Considérations finales – et Philea dans tout ça ?

Tout le travail de Philea est justement de contribuer à freiner cette tendance. Philea investit dans des projets brillants, provenant de ses partenaires locaux qui recherchent la source de financement qui leur a souvent manqué, en raison d’une certaine méfiance provenant des institutions financières traditionnelles. Le rôle de Philea est de soutenir ces projets à forts impact social, jouissant d’un rayonnement de développement important. Avec l’objectif de rendre les investissements pérennes, les projets d’appui techniques sont très importants parce qu’ils permettent de combler les lacunes plus ou moins problématiques de nos partenaires en matière de gestion ou pour éviter le surendettement et de les aider à atteindre leurs objectifs. Le correspondant local participe à ce travail par son implication, ses efforts, ses échanges réguliers entre le terrain et la coopérative, et comme la mentionné JC, par sa grande capacité d’adaptation.

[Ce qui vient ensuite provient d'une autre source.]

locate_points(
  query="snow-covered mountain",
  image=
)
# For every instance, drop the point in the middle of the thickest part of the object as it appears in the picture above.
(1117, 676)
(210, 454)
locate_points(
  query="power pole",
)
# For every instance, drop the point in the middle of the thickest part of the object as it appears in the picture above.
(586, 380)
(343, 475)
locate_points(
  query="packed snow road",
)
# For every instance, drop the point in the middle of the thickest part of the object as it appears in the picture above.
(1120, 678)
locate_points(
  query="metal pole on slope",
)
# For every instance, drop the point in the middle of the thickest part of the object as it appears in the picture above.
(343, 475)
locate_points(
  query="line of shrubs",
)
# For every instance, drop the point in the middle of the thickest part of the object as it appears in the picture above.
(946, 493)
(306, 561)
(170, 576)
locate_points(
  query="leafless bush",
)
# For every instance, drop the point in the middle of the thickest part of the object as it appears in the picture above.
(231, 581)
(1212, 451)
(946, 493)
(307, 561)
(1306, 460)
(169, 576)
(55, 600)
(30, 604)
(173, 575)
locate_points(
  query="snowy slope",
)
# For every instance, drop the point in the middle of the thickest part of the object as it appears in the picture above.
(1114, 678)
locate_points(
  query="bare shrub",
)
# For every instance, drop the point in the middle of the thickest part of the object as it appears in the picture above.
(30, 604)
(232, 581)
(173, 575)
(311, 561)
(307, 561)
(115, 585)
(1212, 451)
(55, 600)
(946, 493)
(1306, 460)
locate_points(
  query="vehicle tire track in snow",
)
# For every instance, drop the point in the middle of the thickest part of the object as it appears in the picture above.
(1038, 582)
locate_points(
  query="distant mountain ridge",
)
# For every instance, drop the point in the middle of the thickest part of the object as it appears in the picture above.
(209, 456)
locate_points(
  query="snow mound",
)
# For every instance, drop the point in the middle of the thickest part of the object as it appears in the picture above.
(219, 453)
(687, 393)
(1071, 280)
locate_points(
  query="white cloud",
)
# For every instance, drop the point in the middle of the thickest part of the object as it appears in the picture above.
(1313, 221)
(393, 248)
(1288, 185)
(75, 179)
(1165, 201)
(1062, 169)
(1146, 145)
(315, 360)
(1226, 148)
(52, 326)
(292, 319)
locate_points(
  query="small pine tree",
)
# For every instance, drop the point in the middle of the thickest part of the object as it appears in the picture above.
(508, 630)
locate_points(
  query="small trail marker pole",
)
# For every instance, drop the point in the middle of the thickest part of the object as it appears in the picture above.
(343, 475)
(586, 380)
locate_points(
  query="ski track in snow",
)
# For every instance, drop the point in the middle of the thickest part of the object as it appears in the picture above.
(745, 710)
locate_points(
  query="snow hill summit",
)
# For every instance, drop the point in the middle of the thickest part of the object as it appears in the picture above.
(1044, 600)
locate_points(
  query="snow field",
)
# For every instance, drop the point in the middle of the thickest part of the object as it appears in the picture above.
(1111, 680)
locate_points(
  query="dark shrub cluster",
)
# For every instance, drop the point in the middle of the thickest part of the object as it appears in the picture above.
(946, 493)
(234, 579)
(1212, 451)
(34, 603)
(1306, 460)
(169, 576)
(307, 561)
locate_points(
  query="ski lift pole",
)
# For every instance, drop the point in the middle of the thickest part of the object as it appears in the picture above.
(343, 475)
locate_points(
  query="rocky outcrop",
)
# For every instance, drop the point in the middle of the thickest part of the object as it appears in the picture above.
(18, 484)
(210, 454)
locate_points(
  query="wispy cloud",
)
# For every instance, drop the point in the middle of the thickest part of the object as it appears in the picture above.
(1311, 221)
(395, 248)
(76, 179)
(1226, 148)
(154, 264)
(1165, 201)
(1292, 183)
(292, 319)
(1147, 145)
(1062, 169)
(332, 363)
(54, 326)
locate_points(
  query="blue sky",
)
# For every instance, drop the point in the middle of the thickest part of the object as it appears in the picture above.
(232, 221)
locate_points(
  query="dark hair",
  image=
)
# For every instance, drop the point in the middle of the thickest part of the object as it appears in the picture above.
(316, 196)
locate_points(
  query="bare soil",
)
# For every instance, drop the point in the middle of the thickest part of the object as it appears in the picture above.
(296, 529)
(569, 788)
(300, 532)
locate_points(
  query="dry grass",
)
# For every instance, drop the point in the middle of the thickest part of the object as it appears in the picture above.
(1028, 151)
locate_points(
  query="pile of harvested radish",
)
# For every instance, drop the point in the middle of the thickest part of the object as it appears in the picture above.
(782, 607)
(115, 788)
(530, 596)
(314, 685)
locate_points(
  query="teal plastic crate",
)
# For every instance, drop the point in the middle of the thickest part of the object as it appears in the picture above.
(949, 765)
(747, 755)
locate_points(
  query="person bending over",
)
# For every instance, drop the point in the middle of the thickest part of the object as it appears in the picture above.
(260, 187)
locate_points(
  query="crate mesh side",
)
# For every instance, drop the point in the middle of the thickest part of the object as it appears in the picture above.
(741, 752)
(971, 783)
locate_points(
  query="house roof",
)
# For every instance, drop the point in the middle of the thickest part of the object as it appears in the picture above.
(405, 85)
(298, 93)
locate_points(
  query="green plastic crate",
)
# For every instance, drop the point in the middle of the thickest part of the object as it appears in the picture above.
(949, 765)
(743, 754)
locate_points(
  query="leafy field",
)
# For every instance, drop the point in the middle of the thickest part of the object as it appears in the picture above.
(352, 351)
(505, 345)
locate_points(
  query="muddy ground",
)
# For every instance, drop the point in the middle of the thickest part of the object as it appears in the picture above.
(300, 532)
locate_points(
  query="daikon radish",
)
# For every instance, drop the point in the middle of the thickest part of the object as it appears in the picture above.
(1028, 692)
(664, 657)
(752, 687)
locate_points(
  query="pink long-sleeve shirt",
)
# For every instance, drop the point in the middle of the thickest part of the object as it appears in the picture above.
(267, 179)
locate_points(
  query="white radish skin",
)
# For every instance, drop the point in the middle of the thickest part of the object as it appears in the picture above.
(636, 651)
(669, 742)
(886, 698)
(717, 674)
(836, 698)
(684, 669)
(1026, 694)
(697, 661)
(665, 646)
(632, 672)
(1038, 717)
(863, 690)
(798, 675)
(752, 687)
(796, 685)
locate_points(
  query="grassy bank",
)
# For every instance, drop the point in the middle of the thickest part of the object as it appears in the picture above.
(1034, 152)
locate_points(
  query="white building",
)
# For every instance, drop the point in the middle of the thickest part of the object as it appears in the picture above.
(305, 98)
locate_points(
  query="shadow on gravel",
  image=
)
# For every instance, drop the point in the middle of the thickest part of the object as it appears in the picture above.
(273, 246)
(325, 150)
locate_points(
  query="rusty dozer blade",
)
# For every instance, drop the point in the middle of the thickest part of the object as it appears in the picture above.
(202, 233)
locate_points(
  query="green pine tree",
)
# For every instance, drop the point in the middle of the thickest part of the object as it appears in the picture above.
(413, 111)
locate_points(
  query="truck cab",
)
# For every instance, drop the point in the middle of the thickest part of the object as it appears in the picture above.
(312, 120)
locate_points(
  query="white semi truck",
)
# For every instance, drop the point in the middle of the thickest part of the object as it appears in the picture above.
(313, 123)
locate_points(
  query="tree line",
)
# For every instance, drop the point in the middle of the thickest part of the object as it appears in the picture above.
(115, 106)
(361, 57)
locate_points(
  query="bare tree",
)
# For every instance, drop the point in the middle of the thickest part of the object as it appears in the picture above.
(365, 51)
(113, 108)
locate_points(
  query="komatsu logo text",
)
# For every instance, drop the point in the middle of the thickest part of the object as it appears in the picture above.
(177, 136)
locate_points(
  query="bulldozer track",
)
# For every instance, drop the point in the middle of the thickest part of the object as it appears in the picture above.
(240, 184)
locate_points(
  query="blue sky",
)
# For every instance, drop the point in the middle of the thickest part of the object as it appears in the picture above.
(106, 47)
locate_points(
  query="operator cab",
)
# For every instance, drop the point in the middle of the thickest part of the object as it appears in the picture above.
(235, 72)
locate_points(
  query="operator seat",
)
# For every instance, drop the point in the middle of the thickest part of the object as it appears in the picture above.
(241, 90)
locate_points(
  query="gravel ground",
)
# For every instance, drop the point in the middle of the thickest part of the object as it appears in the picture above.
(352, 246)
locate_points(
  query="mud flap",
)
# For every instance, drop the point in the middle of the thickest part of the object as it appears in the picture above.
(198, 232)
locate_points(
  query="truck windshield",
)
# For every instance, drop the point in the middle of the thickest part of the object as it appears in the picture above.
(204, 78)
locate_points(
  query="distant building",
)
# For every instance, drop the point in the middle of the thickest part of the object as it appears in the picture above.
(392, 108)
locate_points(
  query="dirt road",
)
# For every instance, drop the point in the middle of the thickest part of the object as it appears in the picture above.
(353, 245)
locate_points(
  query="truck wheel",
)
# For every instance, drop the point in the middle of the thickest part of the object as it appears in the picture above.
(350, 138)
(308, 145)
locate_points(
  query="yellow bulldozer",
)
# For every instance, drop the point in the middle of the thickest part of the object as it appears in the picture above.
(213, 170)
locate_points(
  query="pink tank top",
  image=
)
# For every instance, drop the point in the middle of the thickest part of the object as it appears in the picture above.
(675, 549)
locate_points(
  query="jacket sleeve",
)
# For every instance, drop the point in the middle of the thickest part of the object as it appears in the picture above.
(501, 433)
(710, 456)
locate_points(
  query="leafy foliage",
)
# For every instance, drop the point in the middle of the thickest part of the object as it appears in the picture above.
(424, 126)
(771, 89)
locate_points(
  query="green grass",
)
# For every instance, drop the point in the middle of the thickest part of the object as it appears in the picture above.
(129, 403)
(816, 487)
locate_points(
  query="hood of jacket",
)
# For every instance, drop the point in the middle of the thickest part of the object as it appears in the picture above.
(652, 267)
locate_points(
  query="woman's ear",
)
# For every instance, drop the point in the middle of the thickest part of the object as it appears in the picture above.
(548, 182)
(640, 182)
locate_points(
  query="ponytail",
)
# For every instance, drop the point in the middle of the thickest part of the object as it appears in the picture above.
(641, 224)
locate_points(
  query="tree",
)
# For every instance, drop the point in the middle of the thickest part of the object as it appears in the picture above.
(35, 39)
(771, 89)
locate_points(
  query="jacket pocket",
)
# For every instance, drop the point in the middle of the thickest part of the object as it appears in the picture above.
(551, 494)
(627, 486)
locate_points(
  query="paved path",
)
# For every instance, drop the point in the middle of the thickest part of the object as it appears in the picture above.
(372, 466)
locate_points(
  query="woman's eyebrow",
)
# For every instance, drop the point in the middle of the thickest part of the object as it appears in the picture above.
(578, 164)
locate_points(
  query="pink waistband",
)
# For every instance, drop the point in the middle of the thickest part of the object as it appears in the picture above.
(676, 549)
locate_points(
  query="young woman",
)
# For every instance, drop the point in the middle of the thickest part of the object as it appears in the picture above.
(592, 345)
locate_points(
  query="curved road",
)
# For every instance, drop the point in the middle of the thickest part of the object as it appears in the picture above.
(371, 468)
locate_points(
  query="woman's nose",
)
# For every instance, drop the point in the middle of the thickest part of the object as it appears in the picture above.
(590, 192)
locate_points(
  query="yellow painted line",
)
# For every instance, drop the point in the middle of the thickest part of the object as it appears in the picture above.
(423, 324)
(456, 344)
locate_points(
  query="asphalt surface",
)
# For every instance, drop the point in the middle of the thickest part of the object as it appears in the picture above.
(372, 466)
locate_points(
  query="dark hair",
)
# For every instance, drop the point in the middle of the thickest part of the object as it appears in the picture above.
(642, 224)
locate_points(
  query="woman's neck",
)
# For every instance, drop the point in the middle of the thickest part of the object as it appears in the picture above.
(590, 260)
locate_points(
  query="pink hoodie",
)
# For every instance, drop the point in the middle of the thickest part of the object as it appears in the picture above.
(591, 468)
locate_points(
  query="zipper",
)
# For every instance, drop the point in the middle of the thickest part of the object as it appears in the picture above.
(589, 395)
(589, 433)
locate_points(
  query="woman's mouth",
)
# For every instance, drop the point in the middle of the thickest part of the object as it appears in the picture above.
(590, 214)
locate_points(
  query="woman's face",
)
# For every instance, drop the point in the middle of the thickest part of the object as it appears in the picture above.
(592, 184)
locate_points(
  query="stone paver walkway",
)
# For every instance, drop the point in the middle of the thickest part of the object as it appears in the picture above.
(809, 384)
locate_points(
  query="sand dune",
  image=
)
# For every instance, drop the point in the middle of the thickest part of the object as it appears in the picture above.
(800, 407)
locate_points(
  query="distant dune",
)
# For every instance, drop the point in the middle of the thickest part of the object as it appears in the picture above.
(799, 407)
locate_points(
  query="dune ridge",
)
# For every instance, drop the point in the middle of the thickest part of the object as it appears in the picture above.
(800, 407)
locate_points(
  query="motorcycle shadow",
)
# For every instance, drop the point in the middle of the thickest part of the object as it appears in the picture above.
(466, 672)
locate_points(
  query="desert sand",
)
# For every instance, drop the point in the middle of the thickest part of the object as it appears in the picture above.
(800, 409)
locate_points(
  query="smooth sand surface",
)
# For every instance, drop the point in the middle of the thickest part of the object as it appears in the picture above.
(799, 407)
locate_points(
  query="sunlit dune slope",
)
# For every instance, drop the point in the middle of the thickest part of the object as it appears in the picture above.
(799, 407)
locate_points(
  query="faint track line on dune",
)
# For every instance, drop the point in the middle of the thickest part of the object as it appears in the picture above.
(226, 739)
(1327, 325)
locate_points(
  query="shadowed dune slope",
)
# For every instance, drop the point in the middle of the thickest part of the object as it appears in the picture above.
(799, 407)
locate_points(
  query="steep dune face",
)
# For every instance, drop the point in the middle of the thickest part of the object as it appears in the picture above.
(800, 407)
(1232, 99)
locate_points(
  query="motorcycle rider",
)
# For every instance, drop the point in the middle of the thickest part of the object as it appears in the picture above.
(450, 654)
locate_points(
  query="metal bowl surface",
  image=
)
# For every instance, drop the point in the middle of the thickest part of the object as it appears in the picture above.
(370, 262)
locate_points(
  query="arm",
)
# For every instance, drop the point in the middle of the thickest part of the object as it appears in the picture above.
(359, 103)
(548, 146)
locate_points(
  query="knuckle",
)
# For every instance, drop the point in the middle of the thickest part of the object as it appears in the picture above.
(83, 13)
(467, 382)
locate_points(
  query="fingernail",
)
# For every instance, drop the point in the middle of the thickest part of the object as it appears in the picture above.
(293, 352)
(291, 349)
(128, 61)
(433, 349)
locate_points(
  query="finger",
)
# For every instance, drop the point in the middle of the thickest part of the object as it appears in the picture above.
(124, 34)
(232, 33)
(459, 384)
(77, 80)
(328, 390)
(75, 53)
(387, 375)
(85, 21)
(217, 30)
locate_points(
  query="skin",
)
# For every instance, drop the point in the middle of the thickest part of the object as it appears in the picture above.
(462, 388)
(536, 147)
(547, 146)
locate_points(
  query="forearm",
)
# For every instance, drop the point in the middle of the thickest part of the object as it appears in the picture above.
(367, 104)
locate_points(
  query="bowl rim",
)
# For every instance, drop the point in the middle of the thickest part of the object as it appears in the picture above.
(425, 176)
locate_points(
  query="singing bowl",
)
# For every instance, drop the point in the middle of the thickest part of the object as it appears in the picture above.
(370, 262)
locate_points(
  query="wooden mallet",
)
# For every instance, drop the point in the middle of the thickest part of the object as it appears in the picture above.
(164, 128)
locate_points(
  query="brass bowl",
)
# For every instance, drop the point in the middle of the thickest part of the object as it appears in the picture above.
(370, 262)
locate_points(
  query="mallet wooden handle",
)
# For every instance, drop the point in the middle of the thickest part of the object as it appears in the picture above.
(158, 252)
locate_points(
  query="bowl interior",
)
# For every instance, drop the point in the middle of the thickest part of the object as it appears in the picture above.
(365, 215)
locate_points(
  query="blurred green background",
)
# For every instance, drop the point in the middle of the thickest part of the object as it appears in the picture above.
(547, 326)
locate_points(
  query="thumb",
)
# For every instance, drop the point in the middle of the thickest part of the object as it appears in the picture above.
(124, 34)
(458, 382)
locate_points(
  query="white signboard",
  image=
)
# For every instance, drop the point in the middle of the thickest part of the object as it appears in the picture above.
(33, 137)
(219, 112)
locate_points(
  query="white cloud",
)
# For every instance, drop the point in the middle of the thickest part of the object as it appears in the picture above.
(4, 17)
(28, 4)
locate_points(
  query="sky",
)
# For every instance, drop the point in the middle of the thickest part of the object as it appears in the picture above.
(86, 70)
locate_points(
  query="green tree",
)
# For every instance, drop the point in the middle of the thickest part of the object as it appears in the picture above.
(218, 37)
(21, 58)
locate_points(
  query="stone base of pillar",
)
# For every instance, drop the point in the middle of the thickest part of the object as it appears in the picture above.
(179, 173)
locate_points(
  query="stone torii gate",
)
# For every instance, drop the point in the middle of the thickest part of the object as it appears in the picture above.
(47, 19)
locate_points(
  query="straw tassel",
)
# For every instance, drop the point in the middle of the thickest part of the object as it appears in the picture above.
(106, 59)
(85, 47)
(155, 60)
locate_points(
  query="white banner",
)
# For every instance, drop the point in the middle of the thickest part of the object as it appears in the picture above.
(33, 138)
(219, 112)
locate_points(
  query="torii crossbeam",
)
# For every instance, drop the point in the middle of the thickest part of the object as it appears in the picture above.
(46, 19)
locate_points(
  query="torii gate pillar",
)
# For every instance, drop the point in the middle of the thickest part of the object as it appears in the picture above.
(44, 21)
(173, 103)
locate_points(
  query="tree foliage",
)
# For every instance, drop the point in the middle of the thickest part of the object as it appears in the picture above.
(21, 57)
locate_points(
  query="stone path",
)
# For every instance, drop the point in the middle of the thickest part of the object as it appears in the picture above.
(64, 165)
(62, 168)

Un grand merci à tous les correspondants locaux pour leur travail : Jamir Contreras (Amérique Centrale), Sergio Cortez (Pérou), Jean-Paul Kiendrebeogo (Afrique de l’Ouest), Oscar Rwasa (Burundi), Mbaye Sarr (Sénégal) Antonio Javier Vaca Espin (Équateur).

Et un grand merci à Jamir Contreras, qui a gentiment accepté de répondre à nos questions pour la réalisation de cet article.